HA: What was it like meeting Magic Johnson?
JC: It was like a dream come true. My mom’s favorite player was Magic because she loved the Lakers whenever she was growing up. Her favorite color is purple and she was raving about that then whenever I took the picture with Magic, I sent it to her and she was like ‘Oh my God you met Magic. That’s my favorite player, you know that?’ and I was like yeah. I definitely made her day with that.
But me meeting him, just coming from not even knowing if you want to play basketball growing up to you’re about to be in the NBA. You’re talking to Magic Johnson, a legend who’s been through it, played at the highest level. Just meeting him was kind of surreal like ‘Wow. This is Magic. He’s going to make some big decisions. He’s going to decide if he wants me or not.’ So I wanted to try to do something to impress him and stand out. It was really, really cool though making small talk with him. It was definitely a good experience.
HA: The Lakers have drafted and signed a couple of guards from Kansas in Svi Mykhailiuk and Malik Newman. What do you remember about your games against them the last few years?
Malik Newman, this is my first year competing against him because he went to Mississippi State so he transferred in so I only got to see him play one year.
I’ve been playing against Mykhailiuk the last two to three years I think.

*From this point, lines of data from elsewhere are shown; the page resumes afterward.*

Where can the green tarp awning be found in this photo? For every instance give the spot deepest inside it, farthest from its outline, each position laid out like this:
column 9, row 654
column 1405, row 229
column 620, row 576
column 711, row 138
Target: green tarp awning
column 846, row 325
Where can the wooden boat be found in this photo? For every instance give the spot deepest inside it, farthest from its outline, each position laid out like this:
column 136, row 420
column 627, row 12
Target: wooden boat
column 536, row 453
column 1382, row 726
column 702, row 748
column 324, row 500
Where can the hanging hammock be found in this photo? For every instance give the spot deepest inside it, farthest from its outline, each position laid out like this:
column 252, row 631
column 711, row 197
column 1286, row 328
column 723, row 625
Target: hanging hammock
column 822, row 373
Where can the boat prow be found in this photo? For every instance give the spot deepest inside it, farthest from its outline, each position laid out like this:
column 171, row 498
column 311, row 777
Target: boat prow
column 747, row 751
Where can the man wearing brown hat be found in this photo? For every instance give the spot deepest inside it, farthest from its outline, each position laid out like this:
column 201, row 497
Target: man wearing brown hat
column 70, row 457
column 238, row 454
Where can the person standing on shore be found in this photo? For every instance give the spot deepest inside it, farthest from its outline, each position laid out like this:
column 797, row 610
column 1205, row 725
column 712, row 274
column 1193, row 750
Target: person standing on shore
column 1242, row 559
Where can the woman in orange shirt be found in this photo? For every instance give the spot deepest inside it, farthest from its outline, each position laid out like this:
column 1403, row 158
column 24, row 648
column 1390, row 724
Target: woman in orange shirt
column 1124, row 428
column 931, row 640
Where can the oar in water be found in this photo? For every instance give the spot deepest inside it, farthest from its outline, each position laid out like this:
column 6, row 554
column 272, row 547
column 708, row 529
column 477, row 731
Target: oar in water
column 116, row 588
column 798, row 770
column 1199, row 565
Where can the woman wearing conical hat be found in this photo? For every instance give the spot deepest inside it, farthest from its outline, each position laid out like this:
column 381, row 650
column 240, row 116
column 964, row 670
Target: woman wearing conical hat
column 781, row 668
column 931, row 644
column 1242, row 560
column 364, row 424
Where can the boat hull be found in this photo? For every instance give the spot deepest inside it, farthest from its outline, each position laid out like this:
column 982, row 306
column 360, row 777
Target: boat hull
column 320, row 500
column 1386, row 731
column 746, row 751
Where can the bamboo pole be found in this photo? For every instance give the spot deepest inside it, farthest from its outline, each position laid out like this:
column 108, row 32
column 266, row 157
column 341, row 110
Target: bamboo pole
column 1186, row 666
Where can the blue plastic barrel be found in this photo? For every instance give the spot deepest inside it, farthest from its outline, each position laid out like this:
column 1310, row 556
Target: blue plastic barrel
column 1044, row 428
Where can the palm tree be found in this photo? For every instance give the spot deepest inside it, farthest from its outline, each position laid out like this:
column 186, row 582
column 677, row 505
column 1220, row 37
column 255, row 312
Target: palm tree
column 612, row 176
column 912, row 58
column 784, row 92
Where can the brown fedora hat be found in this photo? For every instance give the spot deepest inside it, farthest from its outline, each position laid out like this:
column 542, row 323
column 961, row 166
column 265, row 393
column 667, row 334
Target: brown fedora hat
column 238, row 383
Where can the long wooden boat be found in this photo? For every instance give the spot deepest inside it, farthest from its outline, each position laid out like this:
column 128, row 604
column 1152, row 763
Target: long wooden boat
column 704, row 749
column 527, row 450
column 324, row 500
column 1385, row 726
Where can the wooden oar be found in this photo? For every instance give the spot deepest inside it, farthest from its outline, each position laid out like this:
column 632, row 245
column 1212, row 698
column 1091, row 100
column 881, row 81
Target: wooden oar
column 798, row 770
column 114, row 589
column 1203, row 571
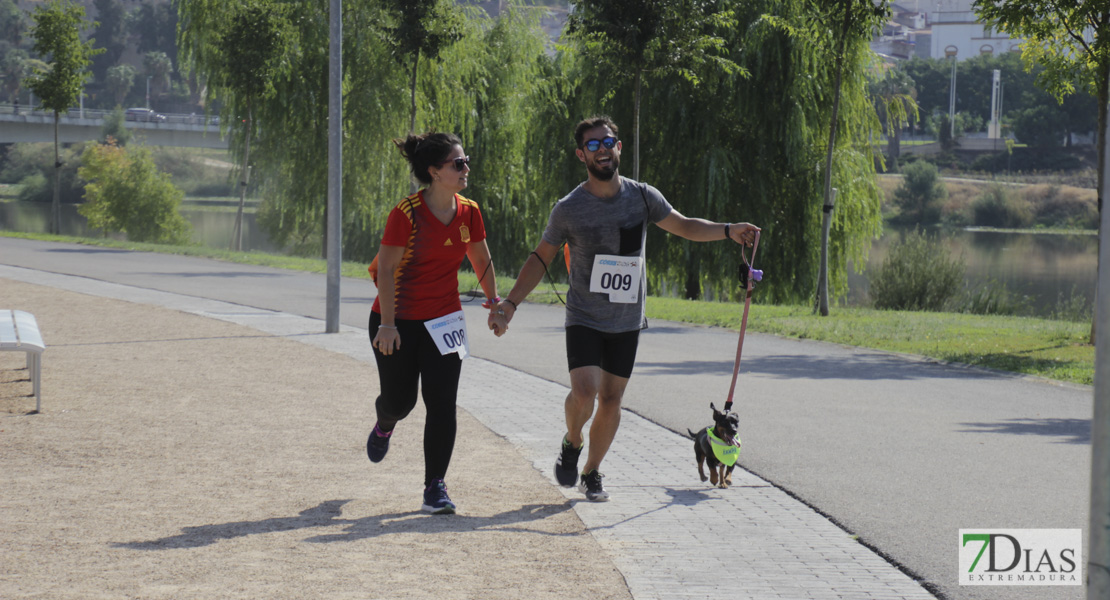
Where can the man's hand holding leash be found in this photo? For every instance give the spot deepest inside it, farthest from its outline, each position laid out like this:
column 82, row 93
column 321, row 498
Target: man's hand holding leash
column 742, row 233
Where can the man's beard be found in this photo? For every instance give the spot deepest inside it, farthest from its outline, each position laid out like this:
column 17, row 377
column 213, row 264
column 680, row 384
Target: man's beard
column 604, row 173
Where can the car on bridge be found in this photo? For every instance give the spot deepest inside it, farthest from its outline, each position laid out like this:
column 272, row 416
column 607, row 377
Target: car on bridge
column 145, row 115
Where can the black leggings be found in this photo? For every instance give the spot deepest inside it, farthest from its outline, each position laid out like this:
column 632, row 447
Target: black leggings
column 420, row 362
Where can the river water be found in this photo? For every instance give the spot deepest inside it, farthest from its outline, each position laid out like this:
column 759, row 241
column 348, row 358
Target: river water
column 1045, row 267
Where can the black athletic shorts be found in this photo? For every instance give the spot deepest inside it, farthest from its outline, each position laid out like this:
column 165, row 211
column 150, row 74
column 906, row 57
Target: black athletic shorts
column 614, row 353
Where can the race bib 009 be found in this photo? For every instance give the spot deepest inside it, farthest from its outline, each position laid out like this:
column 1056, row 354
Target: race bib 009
column 618, row 276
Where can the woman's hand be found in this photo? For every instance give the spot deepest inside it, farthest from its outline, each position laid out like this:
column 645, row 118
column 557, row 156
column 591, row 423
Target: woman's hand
column 387, row 339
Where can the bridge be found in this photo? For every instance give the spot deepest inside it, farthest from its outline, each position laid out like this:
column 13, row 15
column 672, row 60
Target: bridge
column 86, row 124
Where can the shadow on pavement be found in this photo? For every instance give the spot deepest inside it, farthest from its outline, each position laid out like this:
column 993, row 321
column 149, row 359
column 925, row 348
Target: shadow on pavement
column 329, row 514
column 1072, row 430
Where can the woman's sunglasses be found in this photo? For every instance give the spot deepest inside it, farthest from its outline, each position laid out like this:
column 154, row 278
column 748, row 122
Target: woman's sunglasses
column 461, row 163
column 593, row 145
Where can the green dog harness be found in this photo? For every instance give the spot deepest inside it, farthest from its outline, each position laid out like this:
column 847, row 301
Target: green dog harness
column 724, row 451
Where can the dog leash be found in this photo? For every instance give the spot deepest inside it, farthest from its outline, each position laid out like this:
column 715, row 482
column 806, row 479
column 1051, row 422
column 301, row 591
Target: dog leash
column 748, row 276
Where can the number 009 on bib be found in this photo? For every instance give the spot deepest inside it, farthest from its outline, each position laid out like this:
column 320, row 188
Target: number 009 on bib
column 618, row 276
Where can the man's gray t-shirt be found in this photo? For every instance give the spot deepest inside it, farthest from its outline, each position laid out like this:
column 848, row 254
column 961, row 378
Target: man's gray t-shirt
column 616, row 225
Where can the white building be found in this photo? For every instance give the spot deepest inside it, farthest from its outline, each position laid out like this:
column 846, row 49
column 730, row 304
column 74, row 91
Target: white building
column 958, row 32
column 939, row 29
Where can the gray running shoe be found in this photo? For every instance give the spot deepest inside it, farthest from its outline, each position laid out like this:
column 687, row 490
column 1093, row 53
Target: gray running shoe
column 591, row 485
column 436, row 500
column 566, row 465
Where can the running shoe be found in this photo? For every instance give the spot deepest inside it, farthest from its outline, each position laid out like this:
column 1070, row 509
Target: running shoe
column 436, row 500
column 377, row 444
column 591, row 485
column 566, row 465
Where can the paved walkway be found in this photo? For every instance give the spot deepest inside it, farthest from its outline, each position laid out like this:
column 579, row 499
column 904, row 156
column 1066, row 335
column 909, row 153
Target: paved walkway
column 669, row 536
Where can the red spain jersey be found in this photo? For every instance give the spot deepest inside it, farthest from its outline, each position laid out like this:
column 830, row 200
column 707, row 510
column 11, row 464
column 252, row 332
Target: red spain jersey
column 426, row 283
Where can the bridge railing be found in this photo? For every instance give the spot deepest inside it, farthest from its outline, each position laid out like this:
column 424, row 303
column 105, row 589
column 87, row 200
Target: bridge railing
column 100, row 114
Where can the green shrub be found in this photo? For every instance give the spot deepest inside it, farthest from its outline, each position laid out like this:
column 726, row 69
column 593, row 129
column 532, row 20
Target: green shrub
column 1053, row 206
column 920, row 195
column 998, row 207
column 127, row 193
column 194, row 174
column 995, row 298
column 917, row 275
column 1027, row 160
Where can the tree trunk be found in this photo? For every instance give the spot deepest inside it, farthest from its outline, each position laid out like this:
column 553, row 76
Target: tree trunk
column 693, row 283
column 1103, row 99
column 823, row 276
column 635, row 142
column 894, row 148
column 56, row 206
column 412, row 110
column 412, row 98
column 244, row 178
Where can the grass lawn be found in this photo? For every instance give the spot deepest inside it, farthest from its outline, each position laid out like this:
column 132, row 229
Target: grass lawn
column 1055, row 349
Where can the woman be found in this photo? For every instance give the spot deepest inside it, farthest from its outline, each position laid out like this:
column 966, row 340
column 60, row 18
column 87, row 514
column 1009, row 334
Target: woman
column 416, row 323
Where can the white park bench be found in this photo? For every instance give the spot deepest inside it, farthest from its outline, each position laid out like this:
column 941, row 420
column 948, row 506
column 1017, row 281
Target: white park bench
column 19, row 332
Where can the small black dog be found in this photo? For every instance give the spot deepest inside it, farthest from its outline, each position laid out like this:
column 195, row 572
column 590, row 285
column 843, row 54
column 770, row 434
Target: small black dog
column 722, row 461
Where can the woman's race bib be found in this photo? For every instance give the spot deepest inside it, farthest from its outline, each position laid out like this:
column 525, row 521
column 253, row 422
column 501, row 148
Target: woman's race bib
column 618, row 276
column 450, row 334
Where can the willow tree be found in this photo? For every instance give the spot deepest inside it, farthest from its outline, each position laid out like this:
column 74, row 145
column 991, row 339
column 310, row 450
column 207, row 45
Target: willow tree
column 892, row 92
column 485, row 95
column 252, row 53
column 420, row 28
column 496, row 104
column 57, row 34
column 750, row 146
column 633, row 39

We guard each other every time and we always went at each other. I think teaming up will actually be cool because we know each other. We don’t talk like that on the court because we’re out there trying to kill each other.
It was kind of cool sweeping them this year, I’m not going to lie. Probably whenever I see them, I’ll probably give them a little trash talk about it. But right now, we’re all trying to achieve one goal which is the Summer League championship and, for us, landing a roster spot as well. Right now, we all need each other. That’s how I see it and we have to put all that aside and just try to go win the Summer League championship and then from there, we all win.
HA: Your only time playing in the NCAA tournament, you went up against Michigan and Moe Wagner who the Lakers also drafted. What do you remember about going up against him?
JC: I remember that game because they set the tournament record for made threes in the game. I honestly, it really felt like that didn’t miss a single shot that game. I remember the score was like 91-90. They barely won. We fought back but we just ran out of time.
But he’s an extremely talented player. I got to see him live playing against him. I played well, he played well. We just came up short because they played out of their minds. It’s a really fun game to be a part of.
HA: Are you excited to get out to LA and start training with the rest of the team?
JC: Absolutely. I love being in California. I don’t know what it is about it. It’s just surreal because it’s the Lakers. One of the best franchises ever to exist. It’s so much tradition. Even to be somewhat a part of that is just a blessing.
Just for me to even get an opportunity with them because I know there’s going to be a lot of eyes on us especially because we won it last year and stuff like, they’re going to want to see who is next up and who do they have vying for a roster spot. It’ll be a really fun experience and I’m really excited to get out there.
HA: Alright, I’ve got one more question and it’s the most important. Have you had In-N-Out before?
JC: I’ve had it, yes. We have them in Dallas. But I’m honestly not a fan of it. I don’t know how much hate I’ll get for that. But I just don’t see anything special about it. I may need to give it another shot. I’m not the biggest fan on it. I wouldn’t give it a lot of praise.
HA: There’s a theory that the closer you are to LAX, the better the In-N-Out burger is so we might have to change your mind on that.
JC: I think so, too. I mean I had it in Texas. It could be different. I’m sure it is. I’m going to definitely give it another shot when I get out there.